In 1909, The Landers Theater began its long history as being a source of entertainment for people by hosting vaudeville shows on the Orpheum Circuit until 1919. Throughout the 1920s, the theater switched its venue, becoming a silent movie theater. In 1928, after the release of the first Talkie, The Landers Theater made the jump to showing films with sound. During WW2, the theater closed for a few years during the mid 1940s, but opened up once again after the war, and continued to be a movie house throughout the late '40s, '50s and 1960s. In 1959, the theater also was the home studio for live broadcasts of FIVE STAR JUBILEE, a national NBC-TV show.
In 1970, The Landers Theater, in need of restoration, was put up for sale. The Springfield Little Theater Organization, formed in 1934, bought the building. They worked hard, undertaking major restoration projects, renovating the grand old theater to its former 1909 splendor, after spending in total $500,000.
Since the 1970s, The Landers Theater, the oldest and largest civic theater in Missouri, has offered as artistic entertainment many civic stage shows plus is the home base for Springfield Opera, Springfield Ballet and the Springfield Symphonic Concert series. A full range educational programs offer after-school classes and summer workshops to students of all ages.
Performers on stage must have to focus on what they are doing, as they have plenty of entities watching them, which can be distracting!
1) In 1920, a major fire broke out in the theater, killing the janitor.
The apparition of the janitor is often seen by the actors on stage, way up in the balcony, watching them rehearse.
2) During the 1920s, which was a time of racial segregation, a man was knifed in the second balcony ("the colored section"), and died there.
This entity is described as being a green orb, or phosphorescent haze, about 5 feet tall, is seen in the second balcony and on the landing between the first and second balconies. The area where it appears is about 20 degrees colder than the temperature elsewhere.
3) A tragic accident occurred when a BABY fell from the balcony to its death, much to the horror of its mother.
A) A baby's cries can be heard, as well as its mother trying to comfort it.
B) Performers have seen an apparition of a baby falling from the balcony during rehearsals.
4) Part of the fourth floor in the past used to be apartments, which housed touring actors and actresses.
On the street in front of the theater people have observed a tall apparition of a long-haired, blonde man, dressed in Elizabethan clothes peering at them from behind a curtain on the fourth floor in a room which is now a costume room.

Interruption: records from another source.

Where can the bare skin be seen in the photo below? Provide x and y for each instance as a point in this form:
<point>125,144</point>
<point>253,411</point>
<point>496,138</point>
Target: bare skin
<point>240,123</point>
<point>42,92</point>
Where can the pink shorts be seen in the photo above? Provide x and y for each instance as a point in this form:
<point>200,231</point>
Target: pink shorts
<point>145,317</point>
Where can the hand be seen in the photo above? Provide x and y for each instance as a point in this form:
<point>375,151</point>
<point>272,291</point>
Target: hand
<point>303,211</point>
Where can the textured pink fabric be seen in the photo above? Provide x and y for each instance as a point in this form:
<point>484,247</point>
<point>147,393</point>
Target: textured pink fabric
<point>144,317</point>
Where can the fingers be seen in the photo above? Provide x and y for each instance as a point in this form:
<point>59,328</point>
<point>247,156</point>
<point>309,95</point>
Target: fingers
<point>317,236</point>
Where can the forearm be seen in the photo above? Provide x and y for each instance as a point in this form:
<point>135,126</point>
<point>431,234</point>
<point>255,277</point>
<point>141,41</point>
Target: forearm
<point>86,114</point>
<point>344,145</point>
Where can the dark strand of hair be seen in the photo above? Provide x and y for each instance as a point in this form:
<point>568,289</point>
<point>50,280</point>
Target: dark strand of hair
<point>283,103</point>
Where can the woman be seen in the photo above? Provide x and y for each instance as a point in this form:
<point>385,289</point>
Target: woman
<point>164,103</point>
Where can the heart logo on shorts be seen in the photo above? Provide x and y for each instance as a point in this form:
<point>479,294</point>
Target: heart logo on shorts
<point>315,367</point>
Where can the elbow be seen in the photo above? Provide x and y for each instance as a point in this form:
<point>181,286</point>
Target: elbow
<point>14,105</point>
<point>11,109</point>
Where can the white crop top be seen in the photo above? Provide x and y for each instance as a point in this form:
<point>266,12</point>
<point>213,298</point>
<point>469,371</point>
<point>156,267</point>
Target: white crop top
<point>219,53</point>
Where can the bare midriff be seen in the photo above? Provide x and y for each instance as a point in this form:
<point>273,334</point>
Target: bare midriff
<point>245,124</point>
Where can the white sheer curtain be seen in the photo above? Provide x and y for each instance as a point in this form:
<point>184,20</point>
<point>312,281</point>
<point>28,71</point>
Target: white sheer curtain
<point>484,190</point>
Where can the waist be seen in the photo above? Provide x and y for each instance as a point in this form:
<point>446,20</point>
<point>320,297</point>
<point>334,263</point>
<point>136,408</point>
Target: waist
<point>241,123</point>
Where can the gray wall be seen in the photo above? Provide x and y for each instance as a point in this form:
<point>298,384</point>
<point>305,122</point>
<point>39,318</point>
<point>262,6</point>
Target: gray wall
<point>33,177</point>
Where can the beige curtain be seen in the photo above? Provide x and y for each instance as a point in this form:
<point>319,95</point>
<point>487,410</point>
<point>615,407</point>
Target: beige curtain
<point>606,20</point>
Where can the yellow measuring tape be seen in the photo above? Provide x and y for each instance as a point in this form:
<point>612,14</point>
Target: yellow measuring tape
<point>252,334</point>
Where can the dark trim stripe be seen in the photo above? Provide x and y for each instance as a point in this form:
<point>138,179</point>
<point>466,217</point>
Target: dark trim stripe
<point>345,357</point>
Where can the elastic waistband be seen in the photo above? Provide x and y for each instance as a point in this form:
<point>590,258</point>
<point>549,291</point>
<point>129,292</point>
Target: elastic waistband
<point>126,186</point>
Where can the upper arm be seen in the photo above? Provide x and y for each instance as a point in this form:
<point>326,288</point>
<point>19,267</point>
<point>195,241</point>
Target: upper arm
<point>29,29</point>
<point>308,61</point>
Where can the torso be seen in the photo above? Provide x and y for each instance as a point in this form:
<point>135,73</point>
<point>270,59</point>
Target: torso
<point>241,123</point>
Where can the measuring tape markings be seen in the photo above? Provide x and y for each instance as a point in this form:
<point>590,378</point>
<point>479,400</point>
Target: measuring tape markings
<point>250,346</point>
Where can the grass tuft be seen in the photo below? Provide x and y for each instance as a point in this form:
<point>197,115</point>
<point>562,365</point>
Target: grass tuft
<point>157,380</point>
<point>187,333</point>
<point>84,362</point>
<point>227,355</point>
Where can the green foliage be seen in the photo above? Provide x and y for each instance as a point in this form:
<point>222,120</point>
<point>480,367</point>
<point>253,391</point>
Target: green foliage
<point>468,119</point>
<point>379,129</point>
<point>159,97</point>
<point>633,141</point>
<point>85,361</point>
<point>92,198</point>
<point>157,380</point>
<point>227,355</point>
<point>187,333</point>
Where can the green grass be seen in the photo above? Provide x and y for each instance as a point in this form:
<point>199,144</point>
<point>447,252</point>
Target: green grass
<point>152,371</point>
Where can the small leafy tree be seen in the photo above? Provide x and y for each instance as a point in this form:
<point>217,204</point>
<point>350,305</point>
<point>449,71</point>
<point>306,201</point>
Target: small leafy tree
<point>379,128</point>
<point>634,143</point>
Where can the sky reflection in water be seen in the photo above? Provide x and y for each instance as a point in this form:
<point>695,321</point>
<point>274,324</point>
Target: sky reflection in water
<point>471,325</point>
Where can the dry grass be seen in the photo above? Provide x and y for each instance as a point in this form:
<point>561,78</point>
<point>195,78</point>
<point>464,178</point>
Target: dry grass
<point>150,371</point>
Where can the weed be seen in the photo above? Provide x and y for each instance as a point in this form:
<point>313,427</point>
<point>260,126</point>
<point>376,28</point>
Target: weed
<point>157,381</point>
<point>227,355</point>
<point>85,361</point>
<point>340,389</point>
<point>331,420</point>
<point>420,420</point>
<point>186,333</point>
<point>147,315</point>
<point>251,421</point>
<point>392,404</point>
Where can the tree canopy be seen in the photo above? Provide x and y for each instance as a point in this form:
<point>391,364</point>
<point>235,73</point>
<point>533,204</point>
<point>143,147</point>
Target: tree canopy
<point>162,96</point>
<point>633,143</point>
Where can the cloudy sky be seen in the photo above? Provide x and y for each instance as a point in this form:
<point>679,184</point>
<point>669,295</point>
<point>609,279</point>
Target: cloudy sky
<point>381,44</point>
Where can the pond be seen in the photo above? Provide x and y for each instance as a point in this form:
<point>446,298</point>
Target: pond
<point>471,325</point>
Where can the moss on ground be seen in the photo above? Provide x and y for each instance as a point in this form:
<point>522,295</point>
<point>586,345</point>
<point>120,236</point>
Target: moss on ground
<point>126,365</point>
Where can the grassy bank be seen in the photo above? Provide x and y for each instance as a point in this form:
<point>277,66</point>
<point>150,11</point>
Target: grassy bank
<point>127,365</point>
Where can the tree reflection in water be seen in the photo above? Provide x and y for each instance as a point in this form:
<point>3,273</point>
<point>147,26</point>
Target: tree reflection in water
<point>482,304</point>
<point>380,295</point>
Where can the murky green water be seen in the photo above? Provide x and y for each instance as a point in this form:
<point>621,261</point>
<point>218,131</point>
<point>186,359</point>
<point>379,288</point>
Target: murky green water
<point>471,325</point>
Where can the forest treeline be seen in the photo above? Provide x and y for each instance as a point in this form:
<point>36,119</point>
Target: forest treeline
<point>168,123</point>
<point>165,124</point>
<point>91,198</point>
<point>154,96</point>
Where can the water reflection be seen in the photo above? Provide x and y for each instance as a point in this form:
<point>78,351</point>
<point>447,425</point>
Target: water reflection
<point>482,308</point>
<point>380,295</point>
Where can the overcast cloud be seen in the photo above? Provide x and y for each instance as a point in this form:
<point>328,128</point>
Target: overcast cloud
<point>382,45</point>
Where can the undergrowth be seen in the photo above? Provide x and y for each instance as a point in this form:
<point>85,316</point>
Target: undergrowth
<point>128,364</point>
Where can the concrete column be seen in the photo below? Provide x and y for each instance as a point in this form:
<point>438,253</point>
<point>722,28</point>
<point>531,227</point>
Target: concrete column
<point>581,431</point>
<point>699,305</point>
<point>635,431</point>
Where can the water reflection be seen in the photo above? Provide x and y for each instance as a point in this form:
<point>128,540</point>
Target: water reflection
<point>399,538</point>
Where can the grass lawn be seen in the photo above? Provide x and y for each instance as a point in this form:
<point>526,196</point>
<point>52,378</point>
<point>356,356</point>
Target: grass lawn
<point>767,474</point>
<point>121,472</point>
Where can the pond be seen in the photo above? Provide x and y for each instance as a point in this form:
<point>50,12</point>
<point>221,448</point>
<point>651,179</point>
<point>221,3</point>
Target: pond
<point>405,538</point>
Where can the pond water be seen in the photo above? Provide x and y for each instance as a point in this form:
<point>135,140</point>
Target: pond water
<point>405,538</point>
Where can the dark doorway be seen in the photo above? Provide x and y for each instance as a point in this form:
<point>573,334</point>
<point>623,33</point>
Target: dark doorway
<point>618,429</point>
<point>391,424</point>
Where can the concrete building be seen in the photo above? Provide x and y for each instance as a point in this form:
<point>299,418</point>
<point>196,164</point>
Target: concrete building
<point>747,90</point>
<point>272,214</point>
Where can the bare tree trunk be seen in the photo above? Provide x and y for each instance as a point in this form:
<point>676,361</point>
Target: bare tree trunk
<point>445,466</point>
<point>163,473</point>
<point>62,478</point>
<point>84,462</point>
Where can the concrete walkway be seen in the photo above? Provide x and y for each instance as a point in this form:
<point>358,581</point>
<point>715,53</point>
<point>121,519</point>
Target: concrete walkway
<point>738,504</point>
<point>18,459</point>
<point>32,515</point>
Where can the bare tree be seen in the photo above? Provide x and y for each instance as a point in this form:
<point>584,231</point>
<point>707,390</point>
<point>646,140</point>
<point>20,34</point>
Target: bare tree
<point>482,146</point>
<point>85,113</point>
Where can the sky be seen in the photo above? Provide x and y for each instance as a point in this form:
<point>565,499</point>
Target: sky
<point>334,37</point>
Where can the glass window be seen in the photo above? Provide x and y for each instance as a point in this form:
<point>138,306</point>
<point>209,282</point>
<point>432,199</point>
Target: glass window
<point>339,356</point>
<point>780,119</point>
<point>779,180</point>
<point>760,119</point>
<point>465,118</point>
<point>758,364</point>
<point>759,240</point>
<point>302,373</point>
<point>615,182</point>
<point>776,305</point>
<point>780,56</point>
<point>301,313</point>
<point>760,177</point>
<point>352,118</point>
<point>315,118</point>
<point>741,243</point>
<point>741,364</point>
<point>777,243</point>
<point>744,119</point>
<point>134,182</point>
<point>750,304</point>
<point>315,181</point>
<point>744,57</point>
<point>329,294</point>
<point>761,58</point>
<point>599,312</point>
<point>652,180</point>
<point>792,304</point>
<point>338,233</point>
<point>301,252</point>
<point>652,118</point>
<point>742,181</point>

5) People in the theater building report that they sense a unseen presence following them, tapping them on the shoulder.
6) A middle-aged male apparition appeared as a solid form in the middle of the auditorium before the lighting and technical director as he returned from the basement, to make the security system work, as the theater was closed. Thinking that this apparition was a living man, the director asked the entity if he could help him. This apparition went behind a pillar and disappeared. The director described this entity as being nearly 6 ft tall, with long hair and a black and gray-peppered beard, has a big nose, full lips, bushy eyebrows.
Before this entity appeared before the lighting and technical director, a group of people, playing with a Ouija board in the balcony (which can be very dangerous) said that the entity's name was "Ned", and described him the same way as the lighting and technical director.
HAUNTED HIGHWAY; The Spirits of Route 66, by Ellen Robson and Dianne Halicki.